The Chinese Communists are not prevented, in the popular view, from inheriting the imperial mantle merely because they lack blue blood. That most rational of sages, Confucius, established 2,500 years ago that nobility depends not on birth or wealth but on the capacity for greatness that all men have within them. And many new dynasties were, in fact, founded by commoners. The first Ming emperor to whom Dr. Sun Yat-sen made obeisance was a starving beggar at the close of the Mongol era- and “one of the ugliest men ever to appear on earth,” according to a contemporary account of the time.
The common touch was a particularly important ingredient in Mao Zedong’s charisma. His unselfconscious peasant traits ensured his popularity in a Politburo that had more than its share of intellectuals who were temperamentally aloof from the crowd. Equally important, Mao Zedong’s Communism represented a swing of the pendulum- away from the Confucianism that had become absurdly formalized, and back to a philosophy that stressed the forces of nature and the need for rulers to retain human contact with their subjects, for teachers to act in society as well as give exhortatory lectures.
The view of the third century B.C. philosopher Chuang-tzu, that all rulers are robbers and tricksters, and the robbers the real aristocrats, came very much alive in 1967 when Mao Zedong encouraged the young Red Guards to “bomb the Communist Party headquarters” because it had become a haven for faint-hearted reactionaries. As a high party official in the 1960′s, “The first emperor is always the most glorious, but he is also the most fierce.”

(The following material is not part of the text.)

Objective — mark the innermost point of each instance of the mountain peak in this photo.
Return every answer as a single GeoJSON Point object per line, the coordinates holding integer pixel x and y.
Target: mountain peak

Mao Zedong and his successors have all made what they will of the political importance of the imperial pattern, and despite the curve ball of ideology this tradition can never be totally avoided. Even Mao Zedong once observed to his American admirer Edgar Snow, that it is difficult for the then eight hundred million citizens of China “to overcome the habits of three thousand years of emperor-worshiping tradition. It is well-nigh impossible for the political leaders of the People’s Republic of China to disregard these patterns and practices of imperial rule.
For his part, Mao showed himself by no means shy in reaching for an imperial precedent or model where it suited his purpose. To the extent where his goal was to restore the health unity, integrity and world power of China, the ghosts of former emperors might well have applauded Mao as a modern emperor and his successors who adjusted the model of statehood, made the structural reforms, and guarded those deep rooted connections to the “long march” of history.